"I don't care what happens to these people."
These are the Eight Deadly Words, a phrase coined by Dorothy Jones Heydt back in the early 1990s for the moment the reader or viewer checks out of a story. Once the reader stops caring about the characters of a story, abandoning it for a better one isn't far behind.
So, how do you avoid the Eight Deadly Words?
Heydt was originally talking about characters being bland, unlikable, unsympathetic, or unengaging (or all of the above) to the point of generating apathy, but that's not the only reason a reader could stop caring. This means that there are a number of things to watch out for as you are writing your narrative:
Understand why the reader is most likely invested (or going to be invested) in your story. What people are looking for in a story can differ based on genre and story focus. If you are writing a romance but the romance never appears to go anywhere, eventually the reader will get bored and stop caring. Likewise, a horror story without scares will eventually cause a reader to walk away. The same goes for resets to a status quo - if one resets to the wrong status quo, one risks undoing a key element that kept the reader engaged, causing the reader to lose interest.
Give your characters plenty of character moments, particularly small ones. While the struggles of a protagonist against an equal or greater force of antagonism fuels the conflict of a story, it does not define who a character is - that is done by the character moments. While big character moments (such as reacting to a major setback, showing who the character really is) are necessary, these are by necessity few and far between. It is the little character moments that flesh out the character and make them "pop" - and by extension, make the reader care more about them, and these should happen fairly frequently.
Ensure that your characters are empathetic. The reader does not need to like or sympathize with your characters to care what happens to them (in fact, hating a character and wanting to see them get their just desserts IS caring about what happens to them). But, the reader does need to be able to understand where they are coming from. Their actions have to follow naturally from their circumstances and goals. If characters appear to act in a random fashion or are appearing to be doing things only because the story told them to (this is sometimes called "character derailment"), they feel artificial and unreal to the reader, and cease to be empathetic.
Ensure that the characters have a reason to hope. This is not to say that you can't write a tragedy, or a story in which everybody dies at the end. But, within that story, there must be hope spots for the characters - they should not be facing a never-ending conga line of trauma and loss. If there are no hope spots, there is a very real risk of the reader checking out just to avoid the unending misery.
Maintain suspension of disbelief. In a very real way, suspension of disbelief is a key mechanism for keeping a reader involved in the story. If it is broken, the shock of the break will pull the reader out of the story, and this can often include ceasing to care about what happens to the characters inside it. This does not mean that one cannot write stories that are outlandish, or crazy - fantasy is a genre that is filled to the brim with outlandish and crazy things, and these don't stop readers from maintaining their suspension of disbelief - but it does mean that one should avoid writing things that violate the established internal rules of the story, or come across as stupid or unbelievable within the confines of the story.
A really good example of this done right is a show by John Logan called Penny Dreadful.
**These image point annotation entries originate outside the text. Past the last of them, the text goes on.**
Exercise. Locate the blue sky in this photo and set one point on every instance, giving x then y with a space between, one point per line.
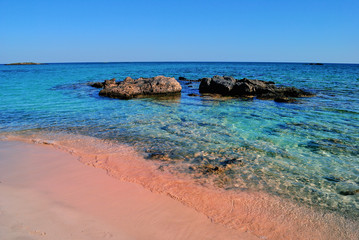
158 30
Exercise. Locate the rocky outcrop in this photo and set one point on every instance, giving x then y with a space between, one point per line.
229 86
130 88
188 80
106 83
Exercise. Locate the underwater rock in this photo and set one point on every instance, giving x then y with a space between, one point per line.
159 156
285 100
229 86
211 169
25 63
130 88
189 80
106 83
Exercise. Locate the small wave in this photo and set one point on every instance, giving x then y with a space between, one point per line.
264 215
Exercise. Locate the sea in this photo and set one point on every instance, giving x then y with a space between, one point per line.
306 152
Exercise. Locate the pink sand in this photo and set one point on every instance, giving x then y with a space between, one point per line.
46 193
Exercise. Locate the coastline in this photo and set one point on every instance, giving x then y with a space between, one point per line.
258 213
47 194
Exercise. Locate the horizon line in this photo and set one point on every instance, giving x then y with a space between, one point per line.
106 62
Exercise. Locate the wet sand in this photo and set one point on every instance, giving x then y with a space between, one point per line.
46 193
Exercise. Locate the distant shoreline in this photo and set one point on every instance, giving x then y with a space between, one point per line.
161 62
24 63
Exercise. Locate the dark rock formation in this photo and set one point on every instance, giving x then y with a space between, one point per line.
316 64
229 86
24 63
106 83
188 80
130 88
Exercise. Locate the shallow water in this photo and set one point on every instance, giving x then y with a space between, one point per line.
307 152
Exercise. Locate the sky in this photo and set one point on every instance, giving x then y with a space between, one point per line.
164 30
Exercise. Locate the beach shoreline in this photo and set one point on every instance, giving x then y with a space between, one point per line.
47 194
254 213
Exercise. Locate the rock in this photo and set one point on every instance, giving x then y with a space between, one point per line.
106 83
285 100
130 88
96 84
229 86
159 156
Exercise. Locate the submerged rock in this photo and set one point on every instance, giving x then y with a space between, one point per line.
106 83
316 64
130 88
229 86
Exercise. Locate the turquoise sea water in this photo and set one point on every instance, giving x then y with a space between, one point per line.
307 152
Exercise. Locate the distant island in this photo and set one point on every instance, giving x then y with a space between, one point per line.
24 63
316 64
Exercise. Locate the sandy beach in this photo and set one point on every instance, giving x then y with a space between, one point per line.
48 194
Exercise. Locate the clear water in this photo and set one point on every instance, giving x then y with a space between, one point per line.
306 151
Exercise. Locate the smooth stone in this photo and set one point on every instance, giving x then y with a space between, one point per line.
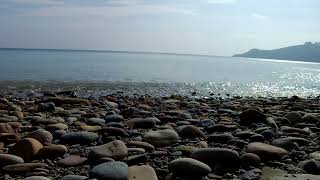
52 151
114 118
269 173
110 170
113 131
310 118
220 138
143 172
79 137
43 136
293 116
136 150
73 101
90 128
143 123
116 150
73 177
140 144
310 166
288 143
58 126
252 115
186 149
8 159
72 160
188 167
36 178
266 151
26 148
250 159
315 155
184 116
161 138
219 159
6 128
25 167
191 131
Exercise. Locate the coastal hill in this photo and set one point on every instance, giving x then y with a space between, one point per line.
306 52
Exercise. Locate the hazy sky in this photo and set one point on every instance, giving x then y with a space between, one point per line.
215 27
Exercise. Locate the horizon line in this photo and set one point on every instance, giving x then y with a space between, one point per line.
110 51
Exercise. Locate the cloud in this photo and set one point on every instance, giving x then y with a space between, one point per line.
259 16
36 2
119 10
221 1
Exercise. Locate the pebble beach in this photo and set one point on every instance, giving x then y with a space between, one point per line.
61 135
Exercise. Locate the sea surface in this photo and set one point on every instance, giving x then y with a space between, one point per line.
156 74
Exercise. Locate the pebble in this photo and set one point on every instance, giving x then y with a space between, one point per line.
8 159
79 137
188 167
143 123
52 151
25 167
219 159
191 131
43 136
110 170
72 160
26 148
266 151
143 172
74 177
116 150
36 178
161 138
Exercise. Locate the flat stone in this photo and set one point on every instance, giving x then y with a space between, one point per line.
219 159
79 137
26 148
58 101
110 170
52 151
288 143
266 151
116 150
144 123
188 167
6 128
25 167
43 136
294 117
161 138
114 118
191 131
143 172
8 159
252 115
90 128
269 173
72 160
58 126
74 177
140 144
36 178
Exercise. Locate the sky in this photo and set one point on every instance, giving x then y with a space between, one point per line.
208 27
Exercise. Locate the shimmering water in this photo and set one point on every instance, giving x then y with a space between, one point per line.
156 73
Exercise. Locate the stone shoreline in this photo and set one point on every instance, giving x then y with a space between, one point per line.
142 137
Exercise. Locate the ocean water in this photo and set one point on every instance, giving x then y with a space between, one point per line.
160 73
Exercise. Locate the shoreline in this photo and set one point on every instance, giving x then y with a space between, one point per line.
240 137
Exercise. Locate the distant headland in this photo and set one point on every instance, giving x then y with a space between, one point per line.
307 52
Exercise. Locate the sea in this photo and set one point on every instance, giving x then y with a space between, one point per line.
105 72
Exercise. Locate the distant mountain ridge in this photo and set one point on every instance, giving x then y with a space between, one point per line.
307 52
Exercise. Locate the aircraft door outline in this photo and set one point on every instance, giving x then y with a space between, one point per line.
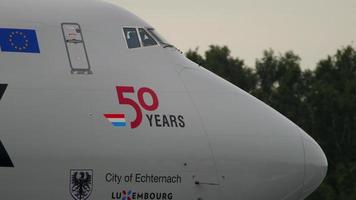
76 49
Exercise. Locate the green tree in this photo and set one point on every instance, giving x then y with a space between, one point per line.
321 101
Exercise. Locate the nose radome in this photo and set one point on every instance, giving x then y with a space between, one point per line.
316 165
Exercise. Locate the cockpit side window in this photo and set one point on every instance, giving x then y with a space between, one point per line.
132 38
146 39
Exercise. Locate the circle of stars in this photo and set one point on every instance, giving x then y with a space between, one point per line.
14 42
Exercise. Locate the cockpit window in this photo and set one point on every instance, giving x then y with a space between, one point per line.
132 38
159 38
146 39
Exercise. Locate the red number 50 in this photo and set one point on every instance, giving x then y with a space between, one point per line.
140 96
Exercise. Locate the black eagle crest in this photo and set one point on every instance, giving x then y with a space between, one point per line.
81 184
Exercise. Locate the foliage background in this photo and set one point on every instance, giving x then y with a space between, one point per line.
321 101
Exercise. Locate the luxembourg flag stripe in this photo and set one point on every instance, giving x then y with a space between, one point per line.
117 120
119 124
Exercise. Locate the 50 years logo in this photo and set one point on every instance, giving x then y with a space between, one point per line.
154 119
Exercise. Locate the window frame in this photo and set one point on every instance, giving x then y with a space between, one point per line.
125 38
139 37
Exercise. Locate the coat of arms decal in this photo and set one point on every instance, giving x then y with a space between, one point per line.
81 183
While it is a horror mashup with some truly bizarre elements, it avoids every single one of these traps. Almost every scene gives the characters small character moments, every character is empathetic (even when they do immoral or horrifying things), the scares and horror are present where they need to be, and once the internal rules of the story are set, they are never violated. The end result is a compelling story where one cares about what happens to every single character.